日向市の山田会は山田洋次のファンクラブで、山田監督の新作の度に日向市でプレミアショーを開催する。山田会の意気に感じた山田監督の厚意によるものである.山田監督は東京と同じ環境で観客に見せたい、ということで音響の機材やスタッフを東京から持ち込む。今や全国のシネコンではデジタル上映が普通であるが、日向にはフィルムを持ち込んだ。フィルム交換タイミングを示す白いポッチが度々あらわれ懐かしかった。今回上映は、全国封切とほぼ同時開催。

今回作品は「東京家族」。いわずと知れた小津安二郎の「東京物語」のリメイクである。名作をリメイクしてもロクな結果にならないことが多いが、今や巨匠となった練達の山田監督には目算があったのだろう。結論的に言えば素晴らしい作品であった。事件も怒号も大恋愛もない淡々とした2時間26分に全く間断がない。といって嵐のような感動の涙というほどはない。リーフレットの「2013年、涙せずにはいられない!」という惹句はいかにも「お涙頂戴」で山田監督の意に沿わないのではないか?「笑っていいとも」で主演の橋爪功が「暖かい涙が得られます。ハンカチは持っていったほうがいいですよ。」と語っていたが、そのくらいでいい。小津の「東京物語」は山田作品よりもさらに淡々としていて泣ける映画ではないが、山田版は小津番よりやや湿っぽいかも。


小津版を知って見ていても面白いが、全然知らない人は先入観がないだけに更にいいと感じるのではないだろうか。現代人に小津版を見せると退屈するかもしれないが、山田版ではそんなことはないだろう。どの俳優もいいが意外なのは林家正蔵。見る前はミスキャストじゃないの?と思っていたが、その軽い演技がなかなか心地よい。彼が茶の間でラッキョをつまみ食いする場面がある。妻に「手でつままないで!」といわれながら2個カリカリと食う。実は撮り直しを重ね、107個も食うハメになったとか。軽そうに見えて、裏では巨匠の厳しい演出があるのだね。

下:橋爪功は72歳、吉行和子は78歳。


老夫婦(橋爪功・吉行和子)の年齢は小津版(72歳・68歳)に準じていると思われる。60年前なら立派に老人であるが、現代でまだハナ垂れ小僧の部類。小津版に倣ったかのようなゆったりしたしゃべり方はちょっと現実離れしているかもしれない。小津版では笠智衆・東山千栄子が演じていて、なんと当時笠智衆は49歳!山田版の長男幸一を演じた西村雅彦 (51歳)より若いが、橋爪よりも年長に見える。阿部寛が48歳だから今の感覚だとまだ若者でも不思議はない実年齢。私より10歳も若いんだから。東山千栄子は当時63歳。これだって現在では83歳に見えるようなフケ作り。

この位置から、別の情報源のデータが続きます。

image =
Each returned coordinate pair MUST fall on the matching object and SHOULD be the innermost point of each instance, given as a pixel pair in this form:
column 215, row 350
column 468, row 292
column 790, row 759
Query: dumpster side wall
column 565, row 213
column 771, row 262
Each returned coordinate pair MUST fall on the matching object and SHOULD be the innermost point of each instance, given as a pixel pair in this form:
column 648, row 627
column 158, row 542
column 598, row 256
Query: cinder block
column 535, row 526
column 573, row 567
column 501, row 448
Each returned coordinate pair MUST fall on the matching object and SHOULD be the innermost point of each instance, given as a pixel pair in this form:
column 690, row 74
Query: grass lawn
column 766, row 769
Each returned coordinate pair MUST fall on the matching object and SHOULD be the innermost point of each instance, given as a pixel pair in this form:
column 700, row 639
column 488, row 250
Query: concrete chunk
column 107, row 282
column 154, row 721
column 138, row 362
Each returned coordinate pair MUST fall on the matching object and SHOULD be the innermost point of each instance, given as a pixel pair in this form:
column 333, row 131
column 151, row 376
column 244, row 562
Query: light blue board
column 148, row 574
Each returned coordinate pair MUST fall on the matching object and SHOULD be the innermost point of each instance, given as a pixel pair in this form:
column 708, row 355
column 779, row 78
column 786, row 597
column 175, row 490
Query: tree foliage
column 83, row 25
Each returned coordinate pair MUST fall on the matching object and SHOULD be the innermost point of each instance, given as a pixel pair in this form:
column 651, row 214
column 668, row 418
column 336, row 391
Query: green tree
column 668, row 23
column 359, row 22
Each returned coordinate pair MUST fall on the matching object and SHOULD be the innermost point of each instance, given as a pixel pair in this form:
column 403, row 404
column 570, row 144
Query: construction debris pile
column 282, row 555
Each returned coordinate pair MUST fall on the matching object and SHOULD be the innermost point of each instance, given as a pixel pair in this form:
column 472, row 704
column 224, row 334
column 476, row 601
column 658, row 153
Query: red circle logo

小津版では老夫婦は子ども達から厄介扱いされて熱海の安宿に送り込まれ、いやな思いをしてすぐに引き返すが、山田版では横浜みなとみらいの高級ホテルに行かされ落ち着かない思いをする。熱海から横浜への変化が60年の時代の推移を感じさせて、面白い。

一番大きな違いは、小津版では次男昌二は戦死しており、原節子演じる未亡人紀子が重要な役どころとなる。山田版では昌二は身分不安定な舞台美術スタッフでその恋人が蒼井優演じる紀子である。昌二は長年父親と対立している不肖の息子。ここらの構図は山田監督自身の「息子」(1991年)とそっくり。


山田版では老妻は東京から広島に帰った後で死ぬが、山田版では東京で死ぬ。3世代家族が揃うところで亡くなるので小津版よりウェットたらざるを得ない。



エンディングは小津版では尾道だが山田版では瀬戸内海の大崎上島。孫の少女が瀬戸内海を背景に元気良く走って犬を散歩させるエンディングに観客は救われる。コチラにロケ地情報がある。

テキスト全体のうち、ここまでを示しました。